По короткому взмаху руки сержанта Нурмухамедова, они, выставив стволы автоматов, обогнули щербатый забор, с сорванным с петель забором, и бесшумно проникли внутрь двора – та же картина. Взломанный фугасом дом. Разбросанный по базу хлам. Дырявленный автоматной очередью эмалированный банный таз, детская маломерка – ванна из оцинкованного листового железа; рядом желтело дровяное щепьё, остатки ломаной мебели. Ближе к дому, возле колодца – два вывороченных столба, в перекрестии которых комом валялись опалённые огнём детские верёвочные качели с запеленатой, однорукой куклой…Вокруг осколки и черепки посуды – глиняных горшков и стеклянных банок.
– Товарищ старший сержант! – голос рядового Черёмушкина было не узнать, глаза, казалось, вот-вот выпрыгнут из орбит. Где-то внутри он почувствовал первый приступ тошноты. – Айдате сюда! Сюда… – глаза его заметались, из горла вырвался хриплый придушенный вопль.
Все бросились к нему, и, обогнув дымившиеся венцы сгоревшего сарая, застыли, как вкопанные. У конюховки, на верхней поперечной балке, привязанные к ней железным тракторным тросом, вниз головами, как освежёванные бараньи туши, висели четыре советских бойца, запытанные насмерть. Все безглазые, с отрезанными носами, ушами, оскоплённые, с вырезанными штык-ножом на спинах и плечах бордовыми пятиконечными звёздами. Рядом с замученными, прямо под их мёртво болтающимися руками, на берёзовых чурках, поставленных на попа, лежали орудия пыток. Забрызганный кровью плотницкий топор, паяльная лампа, кузнечные клещи, шестигранный гвоздодёр, длинные крепёжные скобы, зубило. Замученные бойцы были жутко изуродованы, обожжены, пробиты во многих местах железными скобами. На руках и ногах, как на стволах молодых деревьев, были видны страшные, до кости надрубины, оставленные топором…
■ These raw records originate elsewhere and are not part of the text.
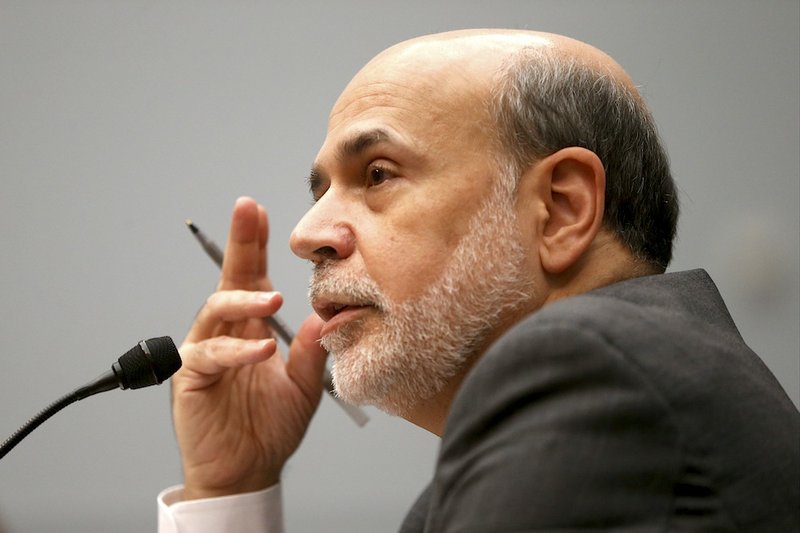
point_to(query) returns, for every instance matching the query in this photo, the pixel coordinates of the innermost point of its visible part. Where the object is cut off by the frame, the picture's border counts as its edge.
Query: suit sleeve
(555, 429)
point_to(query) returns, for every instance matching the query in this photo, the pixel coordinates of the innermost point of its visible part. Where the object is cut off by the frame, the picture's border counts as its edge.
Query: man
(493, 216)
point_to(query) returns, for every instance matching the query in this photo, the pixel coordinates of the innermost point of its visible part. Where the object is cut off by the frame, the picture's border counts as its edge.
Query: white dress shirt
(251, 512)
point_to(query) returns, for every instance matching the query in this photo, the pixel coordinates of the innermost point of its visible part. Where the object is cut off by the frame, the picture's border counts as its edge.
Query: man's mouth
(329, 308)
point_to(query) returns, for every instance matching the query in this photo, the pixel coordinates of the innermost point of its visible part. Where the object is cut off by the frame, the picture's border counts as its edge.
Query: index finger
(241, 266)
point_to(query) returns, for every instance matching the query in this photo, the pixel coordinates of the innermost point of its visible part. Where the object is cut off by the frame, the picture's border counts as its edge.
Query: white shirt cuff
(256, 512)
«Матерь Божья!..Зачем так-то?» – стучало молотом в висках пулемётчиков. Мороз ужаса против воли гусил кожу, шевелил корни волос, путал мысли…
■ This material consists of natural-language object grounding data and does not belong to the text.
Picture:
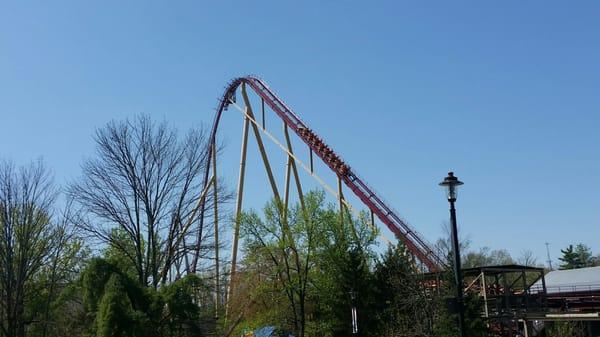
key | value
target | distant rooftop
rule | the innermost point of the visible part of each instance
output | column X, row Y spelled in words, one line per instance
column 572, row 280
«Так-то тошно, братцы-ы? Товарищи-и…Так-то!..За какие грехи?? – словно в огненном чаду, задыхаясь от внутреннего крика, душевной боли, в бессильной яри скрежетали зубами бойцы…Не в силах смотреть на срезанные носы и уши, набитые загустелой, как каша, сукровью раны. Надрубленные до белой кости руки и ноги…Судорожно гадали: кто и за что мог их так мучать перед смертью! Сдирать с живых кожу, выламывать – вырывать с мясом из гнёзд клещами зубы, вырывать плоскогубцами ногти…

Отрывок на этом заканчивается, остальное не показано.